The DESIRED electron temperature relations in star-forming regions of the local Universe
Pith reviewed 2026-05-19 16:38 UTC · model grok-4.3
The pith
Relations using Te([N II]) show lower dispersions and provide a more reliable low-ionisation zone temperature estimate when higher-ionisation diagnostics are the only ones available.
A machine-rendered reading of the paper's core claim, the machinery that carries it, and where it could break.
Core claim
The study of 699 spectra reveals that Te-Te relations involving the [N II] diagnostic exhibit lower intrinsic dispersions than those with [O II] or [S II], indicating that Te([N II]) offers a more reliable proxy for the low-ionisation zone temperature when only higher-ionisation Te diagnostics are accessible, despite observational difficulties at low metallicity.
What carries the argument
The Te-Te relations between ionic temperature diagnostics such as Te([N II]), Te([O II]), Te([O III]), Te([S II]), Te([S III]) and Te([Ar III]), with their slopes and intrinsic dispersions derived from orthogonal distance regression on recomputed direct measurements.
If this is right
- Slopes of the relations agree with photoionisation model predictions, especially for pairs with low intrinsic dispersion such as Te([N II]) and Te([S III]).

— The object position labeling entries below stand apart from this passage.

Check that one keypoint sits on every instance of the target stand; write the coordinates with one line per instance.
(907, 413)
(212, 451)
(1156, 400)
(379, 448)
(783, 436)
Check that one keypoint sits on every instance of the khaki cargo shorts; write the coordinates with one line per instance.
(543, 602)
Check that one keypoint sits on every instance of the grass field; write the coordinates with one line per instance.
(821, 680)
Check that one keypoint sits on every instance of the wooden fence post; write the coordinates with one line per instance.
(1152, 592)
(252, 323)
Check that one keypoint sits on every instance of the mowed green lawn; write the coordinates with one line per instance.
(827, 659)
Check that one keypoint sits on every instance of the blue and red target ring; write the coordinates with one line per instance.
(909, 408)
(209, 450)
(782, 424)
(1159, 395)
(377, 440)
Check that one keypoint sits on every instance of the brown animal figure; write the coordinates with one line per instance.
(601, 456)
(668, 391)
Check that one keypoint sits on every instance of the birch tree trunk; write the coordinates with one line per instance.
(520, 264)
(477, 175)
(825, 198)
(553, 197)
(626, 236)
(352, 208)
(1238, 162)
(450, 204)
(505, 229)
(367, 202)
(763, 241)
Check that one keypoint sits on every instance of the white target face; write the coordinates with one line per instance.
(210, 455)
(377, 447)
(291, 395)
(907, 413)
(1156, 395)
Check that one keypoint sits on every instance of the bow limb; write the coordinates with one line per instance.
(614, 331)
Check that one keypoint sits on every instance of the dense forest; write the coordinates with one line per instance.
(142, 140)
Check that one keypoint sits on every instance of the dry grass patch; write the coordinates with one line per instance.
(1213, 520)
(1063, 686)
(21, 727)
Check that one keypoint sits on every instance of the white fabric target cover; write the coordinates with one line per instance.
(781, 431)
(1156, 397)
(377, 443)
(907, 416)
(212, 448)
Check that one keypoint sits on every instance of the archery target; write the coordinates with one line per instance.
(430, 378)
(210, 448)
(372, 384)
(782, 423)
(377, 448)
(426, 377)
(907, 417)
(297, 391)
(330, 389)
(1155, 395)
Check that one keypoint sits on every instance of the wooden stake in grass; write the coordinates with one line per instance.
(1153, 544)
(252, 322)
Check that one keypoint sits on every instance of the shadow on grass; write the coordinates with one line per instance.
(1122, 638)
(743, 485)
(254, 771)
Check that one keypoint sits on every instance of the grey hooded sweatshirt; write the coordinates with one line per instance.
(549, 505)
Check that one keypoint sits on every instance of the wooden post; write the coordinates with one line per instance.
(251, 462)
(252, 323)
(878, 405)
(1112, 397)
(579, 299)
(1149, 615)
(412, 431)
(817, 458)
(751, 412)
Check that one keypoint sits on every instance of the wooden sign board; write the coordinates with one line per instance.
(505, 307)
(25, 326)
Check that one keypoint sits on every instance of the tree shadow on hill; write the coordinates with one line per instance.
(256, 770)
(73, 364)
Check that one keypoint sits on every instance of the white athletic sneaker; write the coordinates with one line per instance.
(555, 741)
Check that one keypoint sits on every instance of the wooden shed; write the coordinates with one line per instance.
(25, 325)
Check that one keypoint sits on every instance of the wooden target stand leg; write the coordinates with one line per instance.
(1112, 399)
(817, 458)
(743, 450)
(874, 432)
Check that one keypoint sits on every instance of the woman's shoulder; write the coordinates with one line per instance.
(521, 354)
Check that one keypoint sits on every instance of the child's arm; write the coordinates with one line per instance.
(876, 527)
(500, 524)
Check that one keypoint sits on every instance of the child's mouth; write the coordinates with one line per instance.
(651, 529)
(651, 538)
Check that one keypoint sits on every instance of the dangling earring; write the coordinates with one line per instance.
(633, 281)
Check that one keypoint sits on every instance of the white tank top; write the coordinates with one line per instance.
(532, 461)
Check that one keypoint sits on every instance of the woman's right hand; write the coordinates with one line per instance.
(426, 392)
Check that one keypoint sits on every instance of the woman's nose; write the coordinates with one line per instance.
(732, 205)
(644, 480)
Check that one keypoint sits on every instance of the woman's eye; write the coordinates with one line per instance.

- Te([N II]) can be used as a more stable estimate of low-ionisation zone temperature when direct measurement of that zone is unavailable.
- The empirical relations supply a practical basis for temperature estimation in spectra that contain only higher-ionisation diagnostics.
- Relations involving Te([O II]) and Te([S II]) display larger dispersions, consistent with greater sensitivity to electron density inhomogeneities and recombination contributions.
Where Pith is reading between the lines
- These relations could improve temperature and abundance work on distant galaxies where only a subset of the usual temperature-sensitive lines are detected.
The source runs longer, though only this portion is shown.